Here's an interesting question. We know that if a bettor in a prediction market wants to manipulate the market's prediction, it's likely to be extremely costly for them (though Théo's big bet on Polymarket seems to have shifted it a lot, so maybe we should doubt this theory). Does the operator of a prediction market have less-costly ways to manipulate the prediction?
Other than just shutting down the market permanently on Election Day, Mt. Gox style, which is an extremely profitable scam whether you manipulated the predictions or not.
About a decade ago I was told by someone on GOOG's anti-spam team that they had thought they'd finally made it too costly to spam, only to discover that political spammers just didn't care how much it cost.
Observably, so far, political spammers do not obtain ten trillion dollars per US election to spend on influencing it. Arguably this is only because they haven't found an effective way to spend that much money, and we should be very concerned that a mere 50 million dollars seems to have been enough to influence the prediction market results quite seriously in this case.
But that's not necessarily inherent to markets, even prediction markets. Foreign exchange rates were a major issue in our last election, because our rate of inflation was top in the world last year, but it isn't plausible for political parties to bet enough in forex futures markets to influence their predictions of those exchange rates—because banks bet almost 8 trillion dollars per day in the forex markets, so to intentionally maintain an irrational prediction in the market over the several months of the campaign, you'd need to be rich enough to expend roughly the entire world yearly GDP, and willing to lose it.
If sending spam required posting a bond set by the receiver, to be paid to the receiver if they decided the email was unwanted, I think you'd find that even political spammers did start to care a great deal about the cost. Until they cared, I'd set up domains with billions of potential receivers, each setting a ten-dollar bond. After the political spammers transferred their first few billion dollars to me, they'd run out of money.
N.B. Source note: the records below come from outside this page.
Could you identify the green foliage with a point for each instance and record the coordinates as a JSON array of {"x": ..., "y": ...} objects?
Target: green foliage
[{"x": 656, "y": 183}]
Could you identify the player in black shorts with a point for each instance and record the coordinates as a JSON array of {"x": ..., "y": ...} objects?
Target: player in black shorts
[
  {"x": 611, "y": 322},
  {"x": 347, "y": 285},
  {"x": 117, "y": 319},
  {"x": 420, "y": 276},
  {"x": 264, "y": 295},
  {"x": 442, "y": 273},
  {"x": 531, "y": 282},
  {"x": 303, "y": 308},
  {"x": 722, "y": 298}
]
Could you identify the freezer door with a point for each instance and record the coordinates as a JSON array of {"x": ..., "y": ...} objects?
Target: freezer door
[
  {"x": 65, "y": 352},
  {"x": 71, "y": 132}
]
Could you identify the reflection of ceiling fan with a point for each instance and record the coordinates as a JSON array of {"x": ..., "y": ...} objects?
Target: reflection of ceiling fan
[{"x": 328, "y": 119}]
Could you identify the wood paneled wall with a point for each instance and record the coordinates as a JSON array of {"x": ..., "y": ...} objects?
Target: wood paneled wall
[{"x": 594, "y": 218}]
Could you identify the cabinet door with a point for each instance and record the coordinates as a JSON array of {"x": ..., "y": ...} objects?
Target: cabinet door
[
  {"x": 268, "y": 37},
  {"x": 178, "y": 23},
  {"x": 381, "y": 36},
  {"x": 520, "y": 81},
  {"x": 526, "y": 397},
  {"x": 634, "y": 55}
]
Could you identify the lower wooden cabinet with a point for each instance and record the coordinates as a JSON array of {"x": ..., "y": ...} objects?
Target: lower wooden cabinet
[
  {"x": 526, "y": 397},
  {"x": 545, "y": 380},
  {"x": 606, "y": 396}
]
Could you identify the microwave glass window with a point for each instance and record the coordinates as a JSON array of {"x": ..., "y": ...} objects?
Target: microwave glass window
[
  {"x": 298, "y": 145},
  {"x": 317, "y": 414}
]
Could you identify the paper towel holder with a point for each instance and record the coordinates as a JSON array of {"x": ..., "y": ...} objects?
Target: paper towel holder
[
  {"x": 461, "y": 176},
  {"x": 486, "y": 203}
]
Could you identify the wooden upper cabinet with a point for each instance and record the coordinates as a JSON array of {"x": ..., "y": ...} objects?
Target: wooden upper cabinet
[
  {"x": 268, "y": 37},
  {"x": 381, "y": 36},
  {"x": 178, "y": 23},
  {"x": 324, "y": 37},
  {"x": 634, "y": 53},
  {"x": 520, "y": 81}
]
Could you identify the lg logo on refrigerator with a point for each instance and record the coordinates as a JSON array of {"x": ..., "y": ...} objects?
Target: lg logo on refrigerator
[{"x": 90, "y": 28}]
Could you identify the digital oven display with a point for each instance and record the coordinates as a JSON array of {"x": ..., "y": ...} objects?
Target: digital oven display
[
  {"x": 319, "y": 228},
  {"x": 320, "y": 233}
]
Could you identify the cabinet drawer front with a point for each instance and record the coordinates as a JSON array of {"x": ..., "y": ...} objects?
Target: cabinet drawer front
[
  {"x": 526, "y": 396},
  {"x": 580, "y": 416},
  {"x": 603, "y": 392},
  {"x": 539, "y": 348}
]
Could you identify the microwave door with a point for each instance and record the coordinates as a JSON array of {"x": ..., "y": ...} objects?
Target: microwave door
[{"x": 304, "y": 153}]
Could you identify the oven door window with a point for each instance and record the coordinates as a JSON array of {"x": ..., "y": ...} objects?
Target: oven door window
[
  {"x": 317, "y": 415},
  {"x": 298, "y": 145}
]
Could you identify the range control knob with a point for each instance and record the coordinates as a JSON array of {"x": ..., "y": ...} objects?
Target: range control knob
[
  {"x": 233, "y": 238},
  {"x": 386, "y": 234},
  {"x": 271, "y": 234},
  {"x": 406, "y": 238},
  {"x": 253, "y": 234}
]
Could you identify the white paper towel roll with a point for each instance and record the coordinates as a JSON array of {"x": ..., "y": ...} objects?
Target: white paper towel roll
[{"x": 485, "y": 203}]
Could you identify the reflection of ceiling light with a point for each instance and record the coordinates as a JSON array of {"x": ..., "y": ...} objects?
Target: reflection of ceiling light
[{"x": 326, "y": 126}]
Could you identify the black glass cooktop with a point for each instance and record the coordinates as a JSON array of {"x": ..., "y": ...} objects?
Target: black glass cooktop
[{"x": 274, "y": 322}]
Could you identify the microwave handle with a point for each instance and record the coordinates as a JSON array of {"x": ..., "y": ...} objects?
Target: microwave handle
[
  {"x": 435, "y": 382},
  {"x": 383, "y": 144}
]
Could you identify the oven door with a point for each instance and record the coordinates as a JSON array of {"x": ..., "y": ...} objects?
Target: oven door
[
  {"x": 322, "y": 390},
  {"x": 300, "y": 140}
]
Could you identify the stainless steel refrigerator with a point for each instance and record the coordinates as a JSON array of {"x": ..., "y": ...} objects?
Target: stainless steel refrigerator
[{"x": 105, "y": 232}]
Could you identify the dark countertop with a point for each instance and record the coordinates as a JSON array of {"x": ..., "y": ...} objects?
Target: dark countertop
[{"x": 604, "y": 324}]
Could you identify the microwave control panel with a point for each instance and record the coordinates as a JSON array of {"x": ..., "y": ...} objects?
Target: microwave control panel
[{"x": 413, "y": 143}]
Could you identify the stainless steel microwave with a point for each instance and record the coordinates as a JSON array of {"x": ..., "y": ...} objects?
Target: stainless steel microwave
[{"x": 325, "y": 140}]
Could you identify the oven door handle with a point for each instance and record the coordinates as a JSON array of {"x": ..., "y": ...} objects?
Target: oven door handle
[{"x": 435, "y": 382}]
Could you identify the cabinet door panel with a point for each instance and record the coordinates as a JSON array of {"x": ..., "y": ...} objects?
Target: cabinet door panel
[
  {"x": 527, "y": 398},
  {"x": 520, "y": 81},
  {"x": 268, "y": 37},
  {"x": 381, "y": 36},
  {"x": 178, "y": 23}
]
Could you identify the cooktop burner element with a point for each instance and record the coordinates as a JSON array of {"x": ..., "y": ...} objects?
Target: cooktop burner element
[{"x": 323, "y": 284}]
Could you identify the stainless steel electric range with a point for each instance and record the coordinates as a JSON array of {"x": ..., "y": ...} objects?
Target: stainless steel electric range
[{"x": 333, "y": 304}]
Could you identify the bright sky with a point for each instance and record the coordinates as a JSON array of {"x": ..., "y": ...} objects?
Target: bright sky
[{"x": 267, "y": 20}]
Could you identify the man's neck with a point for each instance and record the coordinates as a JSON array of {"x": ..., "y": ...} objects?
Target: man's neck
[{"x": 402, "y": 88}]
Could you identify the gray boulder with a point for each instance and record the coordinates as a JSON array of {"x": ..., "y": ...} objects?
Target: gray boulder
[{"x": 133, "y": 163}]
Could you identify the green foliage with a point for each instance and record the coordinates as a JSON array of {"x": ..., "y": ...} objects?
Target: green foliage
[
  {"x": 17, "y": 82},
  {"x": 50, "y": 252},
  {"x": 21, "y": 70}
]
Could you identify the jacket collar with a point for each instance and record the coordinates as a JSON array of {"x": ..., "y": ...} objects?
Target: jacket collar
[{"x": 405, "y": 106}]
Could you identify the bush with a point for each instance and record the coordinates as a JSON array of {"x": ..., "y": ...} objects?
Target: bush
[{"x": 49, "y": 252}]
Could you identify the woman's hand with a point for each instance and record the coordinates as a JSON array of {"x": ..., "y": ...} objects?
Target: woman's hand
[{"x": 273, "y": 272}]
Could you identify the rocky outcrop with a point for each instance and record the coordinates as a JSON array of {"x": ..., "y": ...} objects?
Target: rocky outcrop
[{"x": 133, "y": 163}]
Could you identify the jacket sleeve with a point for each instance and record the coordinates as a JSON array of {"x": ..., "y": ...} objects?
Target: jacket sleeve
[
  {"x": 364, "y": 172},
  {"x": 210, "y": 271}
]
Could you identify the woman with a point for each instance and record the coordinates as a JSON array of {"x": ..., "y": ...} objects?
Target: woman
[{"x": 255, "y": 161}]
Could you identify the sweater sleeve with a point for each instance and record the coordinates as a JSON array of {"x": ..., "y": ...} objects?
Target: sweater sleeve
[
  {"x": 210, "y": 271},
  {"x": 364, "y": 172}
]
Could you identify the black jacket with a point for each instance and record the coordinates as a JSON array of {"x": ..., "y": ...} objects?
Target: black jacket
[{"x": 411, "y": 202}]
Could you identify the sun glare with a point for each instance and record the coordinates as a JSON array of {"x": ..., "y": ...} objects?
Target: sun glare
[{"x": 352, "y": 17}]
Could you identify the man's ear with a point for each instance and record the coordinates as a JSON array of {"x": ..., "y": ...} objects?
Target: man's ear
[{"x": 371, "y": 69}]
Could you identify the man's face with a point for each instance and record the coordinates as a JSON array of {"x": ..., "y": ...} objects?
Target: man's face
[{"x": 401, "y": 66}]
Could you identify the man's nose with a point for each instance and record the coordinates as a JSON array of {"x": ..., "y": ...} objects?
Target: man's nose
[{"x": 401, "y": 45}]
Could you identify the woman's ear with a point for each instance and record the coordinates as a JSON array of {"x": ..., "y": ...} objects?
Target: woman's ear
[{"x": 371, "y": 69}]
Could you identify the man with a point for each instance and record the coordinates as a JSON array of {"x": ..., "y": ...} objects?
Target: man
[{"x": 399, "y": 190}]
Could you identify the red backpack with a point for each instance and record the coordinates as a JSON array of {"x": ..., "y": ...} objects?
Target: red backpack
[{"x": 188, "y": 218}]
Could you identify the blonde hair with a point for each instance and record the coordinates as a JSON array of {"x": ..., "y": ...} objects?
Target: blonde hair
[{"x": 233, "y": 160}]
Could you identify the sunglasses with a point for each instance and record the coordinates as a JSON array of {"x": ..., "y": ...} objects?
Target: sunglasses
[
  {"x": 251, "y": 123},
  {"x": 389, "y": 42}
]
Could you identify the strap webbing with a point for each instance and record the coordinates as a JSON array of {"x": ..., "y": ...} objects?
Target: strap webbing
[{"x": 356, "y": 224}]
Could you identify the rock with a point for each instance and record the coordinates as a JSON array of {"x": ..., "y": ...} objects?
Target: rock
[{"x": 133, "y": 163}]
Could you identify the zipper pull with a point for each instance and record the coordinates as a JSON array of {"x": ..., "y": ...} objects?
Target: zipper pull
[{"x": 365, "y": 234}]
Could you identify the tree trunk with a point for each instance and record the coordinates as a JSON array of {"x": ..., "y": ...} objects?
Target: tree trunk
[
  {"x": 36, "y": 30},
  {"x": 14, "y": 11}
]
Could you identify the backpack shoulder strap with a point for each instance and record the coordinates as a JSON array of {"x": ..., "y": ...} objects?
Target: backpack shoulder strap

Come to think of it, that sounds a lot like diplomatic exchanges during the Bronze Age: sending your ambassador along with a bunch of gifts like exotic animals and spices and slaves was an implicit way of saying "I'm confident you'll want to hear my guy out; confident enough that if you don't think his proposal is worthwhile, just keep these gifts and don't reciprocate them".
for good measure, Mark Twain on lagniappe:
> The shopman always responds; gives the child a bit of licorice-root, gives the servant a cheap cigar or a spool of thread, gives the governor—I don't know what he gives the governor; support, likely.